To prune or not to prune...

ReedBaize
11 years ago

That is the question. I've never been big on pruning my tomatoes because I feel it negatively impacts yield. This year, however, with nearly 50 plants I don't want my yard to become a jungle. Therefore, I'm considering pruning them and just had a few questions:

1. Should I prune?

2. Benefits?

3. Negatives?

4. How many growth points should I leave? 2? 3?

I will mention that sunscald is my biggest worry and reduced yield comes in second.

Thanks in advance...

This post was edited by ReedBaize on Thu, Feb 14, 13 at 10:34

Comments (9)

  • Okiedawn OK Zone 7
    11 years ago
    last modified: 9 years ago

    In general, I do not prune much at all, and when I do it, it is only to keep a pathway open or to remove a branch with diseased foliage. My garden becomes a huge jungle, but a very productive one.

    In our heat (the last two summers, we have increasingly had occasional days with a high temp between 108-115 much more than we had them in past years) and in a garden with full sun for most of the day, I feel like the tomato plants need all the foliage they have in order to reduce sunscald and also to produce well.

    Remember that the foliage is the photosynthesis factory that keeps the plants producing. For every bit of foliage you remove, you're reducing the plants' ability to conduct photosynthesis.

    Benefits? Better air circulation if your plants are next to a structure, a stockade fence, or too close to one another. Perhaps a lower rate of foliar disease due to better air circulation and less foliage, but some years we are so dry we see little foliar disease here anyway. Perhaps bigger fruit but only because you'll have less fruit since the limbs you remove are not there to produce more fruit. Make sense?

    Negatives.? Less photosynthesis capacity due to lessened foliage. More sunscald. Fewer fruit overall, though the ones you get may be bigger....if you can keep them from sunscalding long enough to break color. Then, if you're worried about sunscald, you always can pick them at the breaker stage and bring them inside to ripen indoors.

    Because I want for every plant I grow to produce as much as possible, I try to not prune off anything at all, so cannot advise you on how much to prune. You know, if you decide to do it, you could prune some of the plants and leave the others alone and see which ones do better for you.

    If you prune and start seeing sunscald, you can errect shade cloth (kinda pricey, but it works) over your plants. I use shade cloth over pepper and tomato plants (only some tomatoes, not all) beginning in July in order to keep them producing longer and better in the extreme heat and long sunny days. By keeping the plants partially shaded, you can keep them happier in extreme heat and they will continue to produce longer as long as you don't use a shade cloth with a high degree of shading.

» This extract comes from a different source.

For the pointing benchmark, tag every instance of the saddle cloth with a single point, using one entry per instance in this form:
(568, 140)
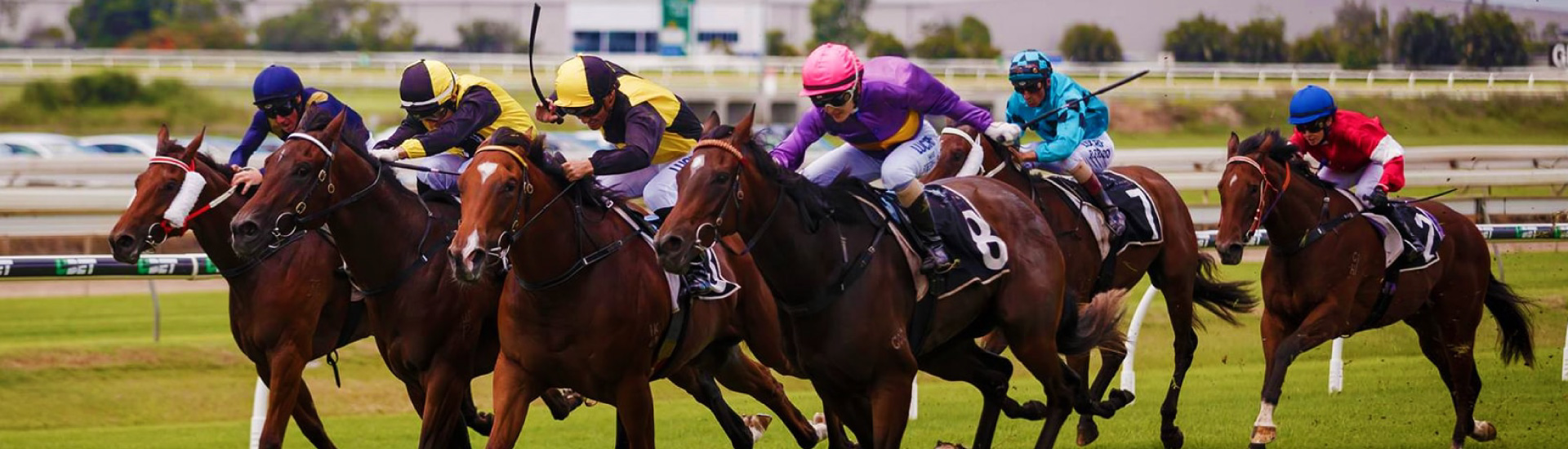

I have 40% shadecloth and 50% shadecloth.

    Growing up in Texas, no one that I knew who gardened regularly ever pruned their tomato plants, and my memory dates back to the 1960s, Everyone caged them and used good spacing and let them produce all the foliage they could in order to prevent sunscald. I've always gardened that way and always have been happy with the results. I also do not necessarily follow good spacing rules every year. Sometimes I put the plants much closer together than I should, aware that doing so will give me a dense jungle, but I don't care, as long as I get tomatoes and lots of them.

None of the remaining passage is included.